The Perseverance rover's astrobiology mission is to seek out signs of past microscopic life on Mars, explore the diverse geology of its landing site, Jezero Crater, and demonstrate key technologies that will help us prepare for future robotic and human exploration.

"Jezero Crater is the perfect place to search for signs of ancient life,” said Thomas Zurbuchen, associate administrator for NASA's Science Mission Directorate at the agency's headquarters in Washington. "Perseverance is going to make discoveries that cause us to rethink our questions about what Mars was like and how we understand it today. As our instruments investigate rocks along an ancient lake bottom and select samples to return to Earth, we may very well be reaching back in time to get the information scientists need to say that life has existed elsewhere in the universe."

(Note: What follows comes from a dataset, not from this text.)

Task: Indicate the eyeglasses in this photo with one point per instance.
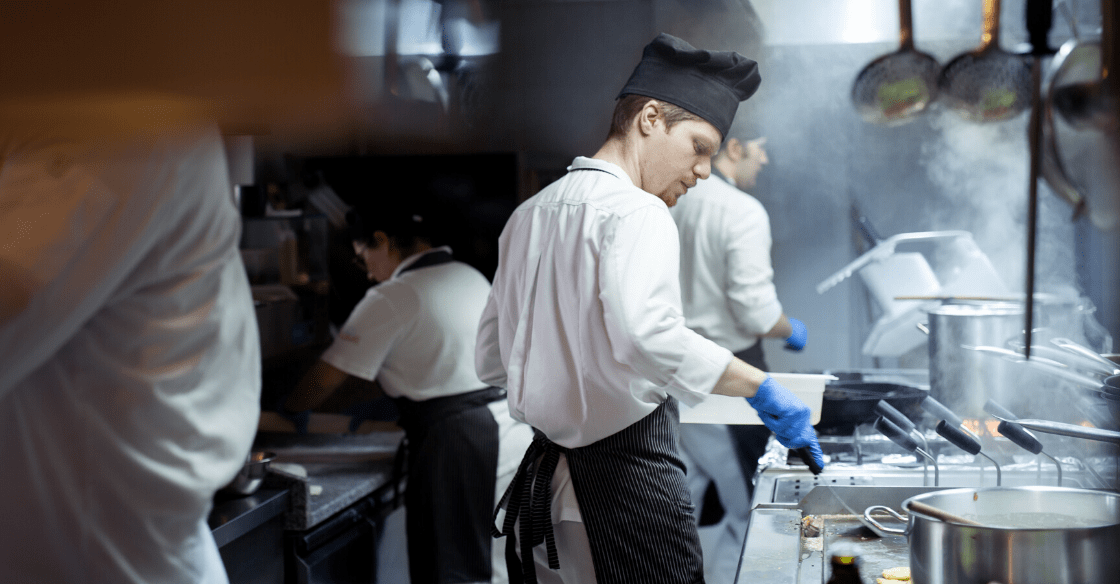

The Martian rock and dust Perseverance’s Sample Caching System collects could answer fundamental questions about the potential for life to exist beyond Earth. Two future missions currently under consideration by NASA, in collaboration with ESA (European Space Agency), will work together to get the samples to an orbiter for return to Earth. When they arrive on Earth, the Mars samples will undergo in-depth analysis by scientists around the world using equipment far too large to send to the Red Planet.

Science Instruments

While most of Perseverance's seven instruments are geared toward learning more about the planet's geology and astrobiology, the MOXIE (Mars Oxygen In-Situ Resource Utilization Experiment) instrument's job is focused on missions yet to come. Designed to demonstrate that converting Martian carbon dioxide into oxygen is possible, it could lead to future versions of MOXIE technology that become staples on Mars missions, providing oxygen for rocket fuel and breathable air.

Also future-leaning is the Ingenuity Mars Helicopter, which will remain attached to the belly of Perseverance for the flight to Mars and the first 60 or so days on the surface. A technology demonstrator, Ingenuity's goal is a pure flight test – it carries no science instruments.

Over 30 sols (31 Earth days), the helicopter will attempt up to five powered, controlled flights. The data acquired during these flight tests will help the next generation of Mars helicopters provide an aerial dimension to Mars explorations – potentially scouting for rovers and human crews, transporting small payloads, or investigating difficult-to-reach destinations.

The rover's technologies for entry, descent, and landing also will provide information to advance future human missions to Mars.

"Perseverance is the most capable rover in history because it is standing on the shoulders of our pioneers Sojourner, Spirit, Opportunity, and Curiosity," said Michael Watkins, director of NASA's Jet Propulsion Laboratory in Southern California. "In the same way, the descendants of Ingenuity and MOXIE will become valuable tools for future explorers to the Red Planet and beyond."